Sales at J.C. Penney stores open at least one year rose 3.4 percent in November and December compared to a year earlier. Macy's, meanwhile, reported 1.1 percent growth in same-store sales during that period led by increased demand for active apparel, shoes, dresses and coats.

"Consumers were ready to spend this season," Jeff Gennette, Macy's chief executive, said in a statement. "We saw improved sales trends in our stores and continued to see double-digit growth on our digital platforms."
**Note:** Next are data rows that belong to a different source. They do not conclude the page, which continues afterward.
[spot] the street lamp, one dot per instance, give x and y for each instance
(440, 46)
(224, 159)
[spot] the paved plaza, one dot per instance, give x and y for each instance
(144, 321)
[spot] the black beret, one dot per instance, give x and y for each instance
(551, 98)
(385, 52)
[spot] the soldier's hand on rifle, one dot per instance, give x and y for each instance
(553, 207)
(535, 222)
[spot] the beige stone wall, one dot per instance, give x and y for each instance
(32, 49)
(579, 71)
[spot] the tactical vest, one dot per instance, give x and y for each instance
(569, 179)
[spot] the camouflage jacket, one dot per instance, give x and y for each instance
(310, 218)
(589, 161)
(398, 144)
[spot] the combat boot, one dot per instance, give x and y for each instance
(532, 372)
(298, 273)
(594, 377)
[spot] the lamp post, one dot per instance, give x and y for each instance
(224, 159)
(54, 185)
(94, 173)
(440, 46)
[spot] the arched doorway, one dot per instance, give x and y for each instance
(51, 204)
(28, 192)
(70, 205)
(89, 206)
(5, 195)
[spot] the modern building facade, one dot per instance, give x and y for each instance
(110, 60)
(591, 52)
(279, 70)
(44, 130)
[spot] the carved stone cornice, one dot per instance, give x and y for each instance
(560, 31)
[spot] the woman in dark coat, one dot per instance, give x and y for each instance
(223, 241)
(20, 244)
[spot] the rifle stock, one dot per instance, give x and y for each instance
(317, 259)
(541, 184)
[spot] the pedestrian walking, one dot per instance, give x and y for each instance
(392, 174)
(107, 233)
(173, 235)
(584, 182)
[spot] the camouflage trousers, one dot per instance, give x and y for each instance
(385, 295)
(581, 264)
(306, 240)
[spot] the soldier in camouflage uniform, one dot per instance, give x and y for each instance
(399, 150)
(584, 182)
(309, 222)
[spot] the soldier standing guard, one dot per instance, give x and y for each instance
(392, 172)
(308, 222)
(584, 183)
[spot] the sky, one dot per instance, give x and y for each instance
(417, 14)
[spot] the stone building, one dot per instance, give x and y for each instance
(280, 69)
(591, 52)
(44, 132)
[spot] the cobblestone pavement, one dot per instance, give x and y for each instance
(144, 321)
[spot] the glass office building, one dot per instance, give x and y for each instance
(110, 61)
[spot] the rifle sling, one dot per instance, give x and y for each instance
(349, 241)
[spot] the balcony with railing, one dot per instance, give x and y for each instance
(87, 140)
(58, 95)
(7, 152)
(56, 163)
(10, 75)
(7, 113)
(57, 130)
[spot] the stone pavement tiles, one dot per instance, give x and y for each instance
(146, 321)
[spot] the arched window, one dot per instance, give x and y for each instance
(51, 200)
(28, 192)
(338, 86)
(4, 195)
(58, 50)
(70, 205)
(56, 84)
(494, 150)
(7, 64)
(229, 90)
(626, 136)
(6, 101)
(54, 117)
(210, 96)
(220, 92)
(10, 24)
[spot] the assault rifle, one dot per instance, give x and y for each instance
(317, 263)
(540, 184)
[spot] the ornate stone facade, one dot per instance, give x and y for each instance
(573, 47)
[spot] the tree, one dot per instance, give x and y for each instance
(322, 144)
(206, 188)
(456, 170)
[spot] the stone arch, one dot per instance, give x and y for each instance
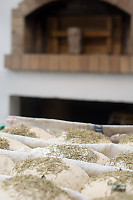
(28, 6)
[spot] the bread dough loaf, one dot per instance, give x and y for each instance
(15, 145)
(127, 141)
(54, 169)
(75, 152)
(101, 185)
(28, 131)
(6, 164)
(81, 136)
(124, 160)
(31, 188)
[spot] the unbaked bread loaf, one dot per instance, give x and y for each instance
(54, 169)
(81, 136)
(127, 141)
(6, 164)
(102, 185)
(31, 188)
(124, 160)
(29, 131)
(77, 152)
(11, 144)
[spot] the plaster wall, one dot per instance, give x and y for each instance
(81, 86)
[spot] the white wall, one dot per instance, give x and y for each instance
(100, 87)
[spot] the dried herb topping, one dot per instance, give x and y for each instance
(20, 130)
(32, 187)
(43, 165)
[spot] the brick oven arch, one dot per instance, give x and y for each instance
(21, 59)
(28, 6)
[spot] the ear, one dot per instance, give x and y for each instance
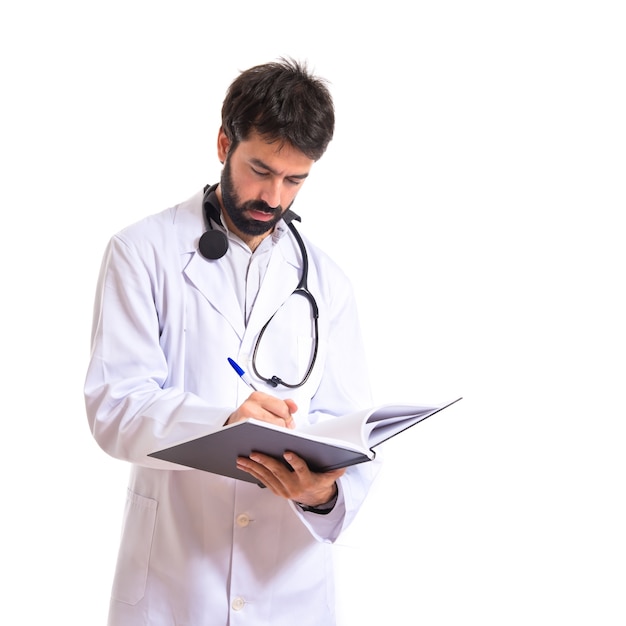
(223, 145)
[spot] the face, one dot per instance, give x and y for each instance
(259, 183)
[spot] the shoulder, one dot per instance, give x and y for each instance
(178, 227)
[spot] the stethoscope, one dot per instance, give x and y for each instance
(214, 244)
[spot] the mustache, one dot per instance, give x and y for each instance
(261, 205)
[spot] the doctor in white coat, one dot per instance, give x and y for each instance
(199, 549)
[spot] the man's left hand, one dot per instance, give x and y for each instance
(301, 485)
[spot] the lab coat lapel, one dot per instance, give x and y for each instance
(281, 278)
(211, 279)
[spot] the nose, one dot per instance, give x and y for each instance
(271, 193)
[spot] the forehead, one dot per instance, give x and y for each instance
(279, 156)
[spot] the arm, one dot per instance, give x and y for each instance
(133, 406)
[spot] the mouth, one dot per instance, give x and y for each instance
(260, 216)
(261, 212)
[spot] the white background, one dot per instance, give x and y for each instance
(474, 188)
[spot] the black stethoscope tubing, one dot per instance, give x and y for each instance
(301, 290)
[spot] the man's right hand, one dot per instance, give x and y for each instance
(266, 408)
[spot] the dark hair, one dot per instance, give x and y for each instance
(283, 102)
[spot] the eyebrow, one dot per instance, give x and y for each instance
(258, 163)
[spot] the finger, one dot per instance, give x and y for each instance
(266, 470)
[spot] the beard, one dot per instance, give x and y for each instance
(237, 210)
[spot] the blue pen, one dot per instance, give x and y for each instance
(242, 374)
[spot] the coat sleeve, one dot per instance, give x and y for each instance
(131, 411)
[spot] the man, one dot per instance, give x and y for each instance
(198, 548)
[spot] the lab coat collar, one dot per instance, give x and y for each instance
(211, 278)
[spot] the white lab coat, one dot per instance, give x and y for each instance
(196, 548)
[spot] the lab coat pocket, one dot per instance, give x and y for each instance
(131, 573)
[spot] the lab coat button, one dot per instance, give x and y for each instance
(243, 520)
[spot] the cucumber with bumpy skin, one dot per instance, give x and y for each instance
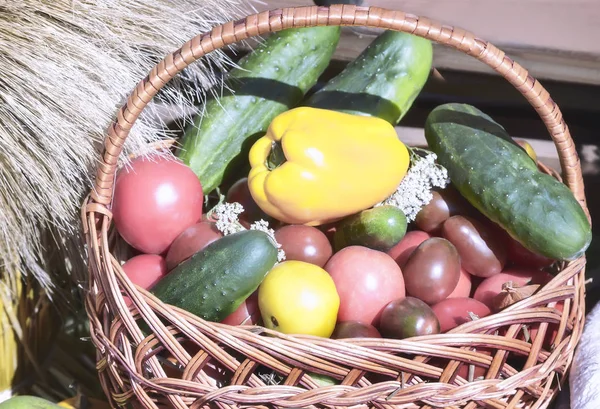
(379, 228)
(500, 179)
(270, 80)
(383, 81)
(214, 282)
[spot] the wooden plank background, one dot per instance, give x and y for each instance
(554, 39)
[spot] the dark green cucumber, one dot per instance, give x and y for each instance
(379, 228)
(498, 178)
(215, 281)
(28, 402)
(270, 80)
(383, 81)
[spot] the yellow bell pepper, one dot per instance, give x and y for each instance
(316, 166)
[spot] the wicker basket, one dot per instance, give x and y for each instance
(416, 373)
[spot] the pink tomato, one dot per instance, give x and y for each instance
(145, 271)
(156, 199)
(463, 288)
(402, 251)
(366, 281)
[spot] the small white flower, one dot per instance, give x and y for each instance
(263, 226)
(414, 191)
(227, 217)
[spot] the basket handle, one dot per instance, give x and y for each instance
(345, 15)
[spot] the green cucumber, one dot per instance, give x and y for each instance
(214, 282)
(270, 80)
(383, 81)
(379, 228)
(499, 178)
(28, 402)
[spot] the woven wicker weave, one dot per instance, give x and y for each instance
(416, 373)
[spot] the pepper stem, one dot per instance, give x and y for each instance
(277, 157)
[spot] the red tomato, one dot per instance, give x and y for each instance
(402, 251)
(154, 201)
(246, 314)
(145, 271)
(463, 288)
(522, 257)
(366, 281)
(491, 286)
(453, 312)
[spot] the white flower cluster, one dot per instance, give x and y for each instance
(227, 217)
(227, 222)
(414, 191)
(263, 226)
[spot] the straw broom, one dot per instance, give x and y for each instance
(65, 67)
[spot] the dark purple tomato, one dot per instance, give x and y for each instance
(444, 204)
(304, 243)
(432, 271)
(239, 192)
(411, 240)
(354, 329)
(192, 240)
(482, 252)
(453, 312)
(408, 317)
(523, 257)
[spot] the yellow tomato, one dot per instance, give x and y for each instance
(299, 298)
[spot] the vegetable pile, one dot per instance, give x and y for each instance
(306, 214)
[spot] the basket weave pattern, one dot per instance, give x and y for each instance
(417, 373)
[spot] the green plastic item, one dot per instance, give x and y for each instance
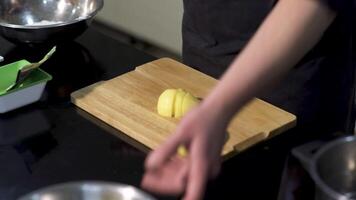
(8, 74)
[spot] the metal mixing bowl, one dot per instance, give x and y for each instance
(88, 191)
(46, 21)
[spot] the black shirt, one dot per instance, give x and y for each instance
(319, 89)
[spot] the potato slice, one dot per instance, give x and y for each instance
(189, 102)
(165, 105)
(178, 103)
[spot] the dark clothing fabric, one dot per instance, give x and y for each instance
(319, 90)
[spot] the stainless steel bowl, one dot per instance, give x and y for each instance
(46, 21)
(88, 191)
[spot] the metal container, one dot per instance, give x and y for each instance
(332, 167)
(45, 21)
(88, 191)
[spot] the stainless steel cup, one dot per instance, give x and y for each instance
(332, 167)
(88, 191)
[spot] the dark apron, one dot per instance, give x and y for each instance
(319, 90)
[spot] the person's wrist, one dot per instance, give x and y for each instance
(217, 109)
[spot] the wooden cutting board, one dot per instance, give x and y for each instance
(128, 103)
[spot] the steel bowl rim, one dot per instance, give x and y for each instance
(61, 24)
(82, 183)
(314, 172)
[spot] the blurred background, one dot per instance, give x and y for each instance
(153, 26)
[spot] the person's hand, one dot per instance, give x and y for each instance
(202, 132)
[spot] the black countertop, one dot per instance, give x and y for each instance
(52, 142)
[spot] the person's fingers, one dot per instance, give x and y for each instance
(198, 173)
(167, 150)
(169, 179)
(215, 169)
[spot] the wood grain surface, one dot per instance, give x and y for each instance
(128, 103)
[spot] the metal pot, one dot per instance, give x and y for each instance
(88, 191)
(332, 167)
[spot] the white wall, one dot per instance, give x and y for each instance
(156, 21)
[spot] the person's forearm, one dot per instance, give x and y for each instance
(287, 34)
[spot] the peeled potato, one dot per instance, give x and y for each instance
(178, 103)
(165, 105)
(175, 103)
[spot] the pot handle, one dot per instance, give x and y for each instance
(305, 153)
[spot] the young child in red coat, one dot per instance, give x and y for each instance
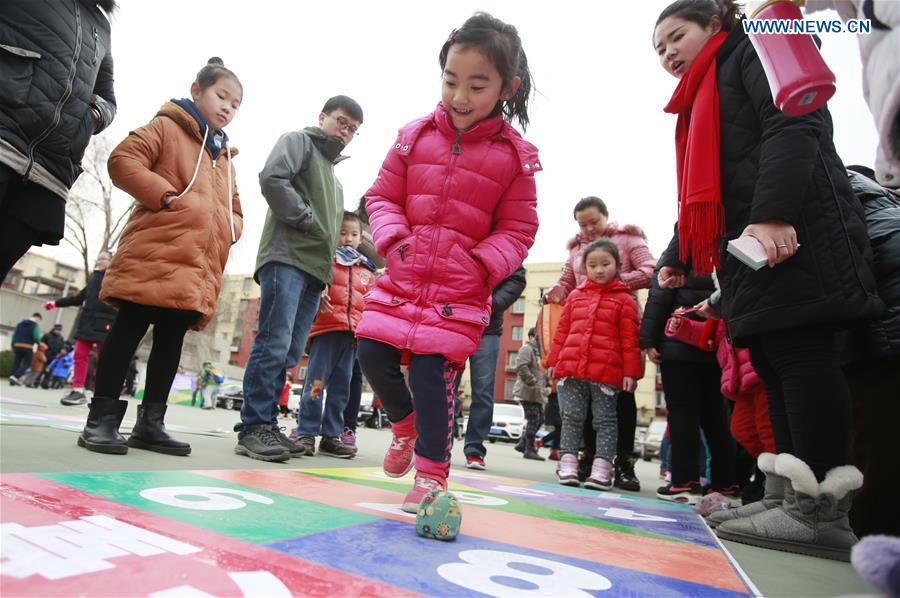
(596, 353)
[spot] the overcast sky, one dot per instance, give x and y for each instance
(597, 118)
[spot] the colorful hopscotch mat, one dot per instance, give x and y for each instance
(340, 532)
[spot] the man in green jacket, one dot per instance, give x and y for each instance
(25, 336)
(293, 266)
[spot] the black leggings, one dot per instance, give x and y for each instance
(132, 321)
(695, 402)
(809, 400)
(429, 394)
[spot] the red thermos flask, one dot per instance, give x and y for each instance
(798, 76)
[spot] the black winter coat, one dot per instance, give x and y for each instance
(54, 342)
(502, 297)
(96, 317)
(881, 337)
(660, 305)
(55, 64)
(778, 167)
Overall, holiday spending is projected to rise about 4 percent to a record $682 billion, according to the National Retail Federation, which will report final numbers late next week. Early projections show that sales rose 4.9 percent during the holidays, accounting for the largest annual increase since 2011, according to Mastercard's SpendingPulse report.

But analysts cautioned that it could still be a rocky road for companies like Macy's, which said on Thursday that it plans to close 11 U.S. stores in coming weeks. The company has already closed 124 stores since 2015, joining a number of other retailers that are paring down as more customers shop online. For 2017, Macy's says it expects total sales to be 3.6 percent to 3.9 percent lower than they were a year earlier.

"These results are simply not strong enough to suggest that Macy's has transformed the business nor that future success is guaranteed," Neil Saunders, managing director of analytics firm GlobalData Retail, wrote in a note to clients. "Growth remains relatively weak."